Students still earn all the course credits they need to graduate with a provincial diploma, but they’ll reach curriculum-based goals in a much more flexible, community-integrated environment. Extracurricular activities and elective courses will also be available to them at the main GVC campus.
The BPL teachers work with each student and their families to develop personalized learning plans that, as they reach the upper grades of high school, will see them spending entire school days each week out on internships being mentored by people who are putting the concepts and skills they’re learning about into real-life action.
Individual internships are less of a focus for the Gr. 9 year as students build their practical life skills and confidence levels, but they’ll still be spending plenty of time learning together out in the community at large.
Friesen likens the program to the Magic School Bus television show, in which Ms. Frizzle would whisk her students away on fantastical adventures to help them learn about a host of topics.
“If we’re learning something in an electricity unit, why wouldn’t we just go to one of our local businesses and say, ‘Can you teach us? Show us how you do this.’ Or if it’s a science unit, let’s go to the Discovery Nature Sanctuary.”
The plan is for these types of frequent field trips and hands-on learning experiences to come about organically as students explore and ask questions about the world.
“So when the kids have a great idea, we can go, ‘Oh, that ties into this’ and off we go into the community to see if we can find the greatest person to teach us more about it,” Friesen said, noting they also hope local organizations will reach out to them with ideas or problems students can explore and address as they build up their skills. “So the kids will see themselves as more than students, but actually community members and citizens.”
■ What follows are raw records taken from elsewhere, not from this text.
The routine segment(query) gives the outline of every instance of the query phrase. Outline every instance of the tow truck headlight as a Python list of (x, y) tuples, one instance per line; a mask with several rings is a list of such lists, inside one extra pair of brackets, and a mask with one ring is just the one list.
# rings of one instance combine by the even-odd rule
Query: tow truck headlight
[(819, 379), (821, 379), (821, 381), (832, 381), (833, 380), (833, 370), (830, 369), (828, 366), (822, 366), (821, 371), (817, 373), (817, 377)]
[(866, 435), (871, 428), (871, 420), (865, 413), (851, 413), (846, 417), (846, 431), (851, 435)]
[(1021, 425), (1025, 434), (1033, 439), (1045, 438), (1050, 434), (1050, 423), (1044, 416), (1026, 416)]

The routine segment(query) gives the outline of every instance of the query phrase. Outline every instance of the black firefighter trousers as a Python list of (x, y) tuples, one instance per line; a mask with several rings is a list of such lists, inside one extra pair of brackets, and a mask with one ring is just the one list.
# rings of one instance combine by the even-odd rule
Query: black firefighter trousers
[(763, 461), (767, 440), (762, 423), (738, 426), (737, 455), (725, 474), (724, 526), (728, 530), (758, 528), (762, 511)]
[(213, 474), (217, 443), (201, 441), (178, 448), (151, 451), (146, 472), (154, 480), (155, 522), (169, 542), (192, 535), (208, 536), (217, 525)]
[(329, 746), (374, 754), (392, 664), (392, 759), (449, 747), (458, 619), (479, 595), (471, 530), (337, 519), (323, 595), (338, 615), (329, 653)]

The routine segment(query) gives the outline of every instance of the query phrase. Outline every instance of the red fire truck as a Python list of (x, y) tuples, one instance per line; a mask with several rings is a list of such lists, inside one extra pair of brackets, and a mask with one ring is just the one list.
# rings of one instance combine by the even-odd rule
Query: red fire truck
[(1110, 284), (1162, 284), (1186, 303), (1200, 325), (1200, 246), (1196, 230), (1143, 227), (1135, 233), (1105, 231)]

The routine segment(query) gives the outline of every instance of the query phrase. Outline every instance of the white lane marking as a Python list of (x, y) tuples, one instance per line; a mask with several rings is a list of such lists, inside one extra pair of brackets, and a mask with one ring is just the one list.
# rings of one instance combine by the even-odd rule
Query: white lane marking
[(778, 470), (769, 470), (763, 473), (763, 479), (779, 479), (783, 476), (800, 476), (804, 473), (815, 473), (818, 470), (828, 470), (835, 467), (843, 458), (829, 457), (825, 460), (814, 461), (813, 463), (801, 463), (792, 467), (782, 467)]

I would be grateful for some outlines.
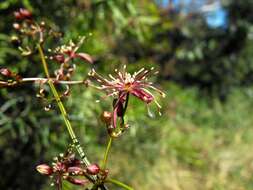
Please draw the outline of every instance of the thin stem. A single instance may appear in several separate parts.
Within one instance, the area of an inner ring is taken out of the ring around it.
[[[107,164],[107,160],[108,160],[108,156],[109,156],[109,150],[111,148],[111,145],[112,145],[112,137],[110,136],[109,141],[108,141],[107,146],[106,146],[105,154],[104,154],[104,159],[103,159],[103,164],[102,164],[103,169],[106,169],[106,164]]]
[[[63,105],[63,103],[62,103],[62,101],[61,101],[61,99],[60,99],[60,96],[59,96],[59,94],[58,94],[58,92],[57,92],[57,90],[56,90],[56,88],[55,88],[55,86],[54,86],[54,83],[53,83],[52,79],[50,78],[49,71],[48,71],[48,67],[47,67],[47,62],[46,62],[46,60],[45,60],[45,56],[44,56],[44,53],[43,53],[43,50],[42,50],[42,47],[41,47],[40,44],[38,44],[38,50],[39,50],[41,62],[42,62],[42,64],[43,64],[44,72],[45,72],[45,74],[46,74],[46,76],[47,76],[47,79],[48,79],[48,84],[49,84],[50,89],[51,89],[51,91],[52,91],[52,93],[53,93],[53,95],[54,95],[54,97],[55,97],[55,99],[56,99],[57,105],[58,105],[58,107],[59,107],[59,109],[60,109],[61,115],[62,115],[62,117],[63,117],[63,120],[64,120],[64,122],[65,122],[65,125],[66,125],[66,127],[67,127],[67,130],[68,130],[69,135],[70,135],[70,137],[71,137],[72,143],[74,144],[74,146],[75,146],[77,152],[79,153],[79,155],[80,155],[80,157],[81,157],[83,163],[84,163],[85,166],[87,167],[87,166],[90,165],[90,162],[89,162],[88,158],[86,157],[86,155],[85,155],[85,153],[84,153],[84,150],[83,150],[83,148],[81,147],[81,144],[80,144],[80,142],[78,141],[78,139],[77,139],[77,137],[76,137],[76,135],[75,135],[75,132],[74,132],[74,130],[73,130],[73,128],[72,128],[72,125],[71,125],[71,123],[70,123],[70,120],[69,120],[69,118],[68,118],[66,109],[65,109],[65,107],[64,107],[64,105]],[[96,183],[97,176],[90,176],[88,179],[89,179],[89,180],[92,180],[93,183]],[[102,185],[99,185],[99,188],[100,188],[101,190],[107,190],[107,189],[108,189],[108,188],[107,188],[105,185],[103,185],[103,184],[102,184]]]
[[[53,84],[52,79],[50,78],[48,67],[47,67],[47,63],[46,63],[46,60],[45,60],[45,56],[44,56],[44,53],[43,53],[43,50],[42,50],[40,44],[38,44],[38,50],[39,50],[40,58],[41,58],[41,61],[42,61],[43,67],[44,67],[44,72],[45,72],[45,74],[46,74],[46,76],[48,78],[48,84],[49,84],[50,89],[51,89],[51,91],[52,91],[52,93],[53,93],[53,95],[54,95],[54,97],[56,99],[57,105],[58,105],[58,107],[60,109],[61,115],[63,117],[63,120],[65,122],[67,130],[69,132],[71,140],[72,140],[75,148],[77,149],[77,152],[80,154],[81,159],[84,162],[84,164],[86,166],[89,166],[90,162],[87,159],[87,157],[86,157],[86,155],[85,155],[85,153],[84,153],[84,151],[83,151],[83,149],[82,149],[82,147],[80,145],[80,142],[76,138],[76,135],[75,135],[75,133],[73,131],[73,128],[72,128],[71,123],[70,123],[70,120],[68,119],[68,115],[67,115],[66,109],[65,109],[65,107],[64,107],[64,105],[63,105],[63,103],[62,103],[62,101],[60,99],[60,96],[59,96],[59,94],[58,94],[58,92],[57,92],[57,90],[56,90],[56,88],[55,88],[55,86]]]
[[[54,84],[66,84],[66,85],[75,85],[75,84],[85,84],[85,80],[76,80],[76,81],[65,81],[65,80],[57,80],[55,78],[50,78]],[[28,82],[48,82],[48,78],[39,78],[39,77],[31,77],[31,78],[22,78],[18,81],[0,81],[0,84],[3,86],[15,86]]]
[[[117,185],[119,187],[122,187],[124,189],[127,189],[127,190],[134,190],[132,187],[130,187],[130,186],[128,186],[128,185],[126,185],[126,184],[124,184],[124,183],[122,183],[122,182],[120,182],[120,181],[118,181],[116,179],[110,178],[110,179],[107,179],[105,182],[106,183],[113,183],[113,184],[115,184],[115,185]]]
This will most certainly be a learning year for everyone involved in the program, Friesen acknowledged.
“It’s a well-supported system that’s been highly researched, that’s evidence-based,” she said, pointing to numerous programs operating in larger school division across the country. “But we are the first rural Big Picture school in Canada. So we’re forging ahead in something that’s relatively new here, even though there are many schools in Winnipeg that are already doing this. But they’re urban, so it is different.”
After spending the past few months reaching out to local community groups and businesses to gauge interest in being involved with BPL, Friesen isn’t worried about finding places with which to partner.
“I cannot be more proud of our community,” she said. “People are stepping up and seeing the value of learning happening within the community, outside of the classroom, in the community, but also with community members. Our community members are saying, ‘We want a stake in how education looks and feels’ and they’re seeing us as bringing something quite valuable to the community.”
GVSD has hired two teachers to help them launch this program; one will remain with this first cohort through all four years of high school while the second will take on the program’s second group in the 2027-2028 school year.
Friesen urges any parents interested in learning more about BPL or community leaders keen on having a hand in helping to educate the next generation to get in touch with her at 204-325-8335 or bpl@gvsd.ca.
“We really want our community to feel that they can invest in this program, because it’s embedded into everything we do.”
The program will also be detailing its first year of operations on social media so that the next group of potential students and families can get a sense for how it all works. Watch for that this fall.